Effect of nitric oxide and cGMP on ERK1/2 kinase phosphorylation. RAW264.7 macrophage-like cells were incubated with medium alone (control), S-nitroso-N-acetyl-d,l-penicillamine (SNAP) (100 μM), or 8-Br-cGMP (500 μM) for 30 minutes, 1, and 3 hours as indicated.

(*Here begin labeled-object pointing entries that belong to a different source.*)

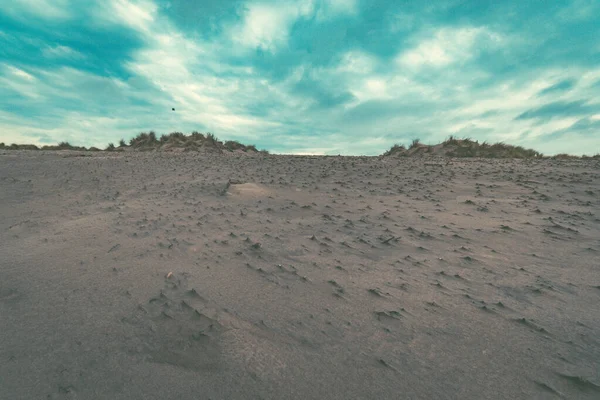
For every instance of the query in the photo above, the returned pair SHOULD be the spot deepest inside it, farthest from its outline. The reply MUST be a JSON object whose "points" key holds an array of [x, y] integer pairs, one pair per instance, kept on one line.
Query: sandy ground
{"points": [[190, 276]]}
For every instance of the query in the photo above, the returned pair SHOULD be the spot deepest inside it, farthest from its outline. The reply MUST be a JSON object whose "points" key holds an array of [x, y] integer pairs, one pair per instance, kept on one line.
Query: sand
{"points": [[194, 276]]}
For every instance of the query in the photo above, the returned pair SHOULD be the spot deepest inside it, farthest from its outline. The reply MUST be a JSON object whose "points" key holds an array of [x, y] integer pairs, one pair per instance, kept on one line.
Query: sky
{"points": [[350, 77]]}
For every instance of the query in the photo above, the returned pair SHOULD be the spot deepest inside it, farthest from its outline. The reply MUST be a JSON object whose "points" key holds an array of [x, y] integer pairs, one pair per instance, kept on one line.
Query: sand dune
{"points": [[209, 276]]}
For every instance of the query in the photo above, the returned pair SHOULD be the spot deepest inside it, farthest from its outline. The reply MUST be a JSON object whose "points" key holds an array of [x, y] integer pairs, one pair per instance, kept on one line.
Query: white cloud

Cell lysates were prepared and protein was isolated, followed by Western blotting and analysis for phospho-ERK1/2 and total ERK1/2 (A) or phospho-JNK1/2 and total JNK1/2 (B) as described in “Materials and methods.” A representative blot of six independent experiments for each panel, followed by the densitometric analysis of those experiments, expressed as the mean ± SEM, are shown. (*p=0.010 vs. control; analyzed by the Mann–Whitney rank sum test).

Figure 8

Effect of mitogen-activated protein kinases on soluble guanylate cyclase -induced expression of active and latent transforming growth factor-β1 (TGF-β1). RAW264.7 macro-phage-like cells were treated with 8-Br-cGMP (500 μM) in the absence or presence of the p38 inhibitor SB203580 (SB, 3 μM), the ERK1/2 inhibitor PD98059 (PD, 3 μM), or the JNK inhibitor SP600125 (SP, 3 μM), for 1 hour and 3 hours. The cells were then immunostained for active (A) or latent TGF-β1 (B) and analyzed as described in “Materials and methods.” Results shown are the mean ± SEM from eight independent experiments and represent fold change vs. cells treated with 8-Br-cGMP alone.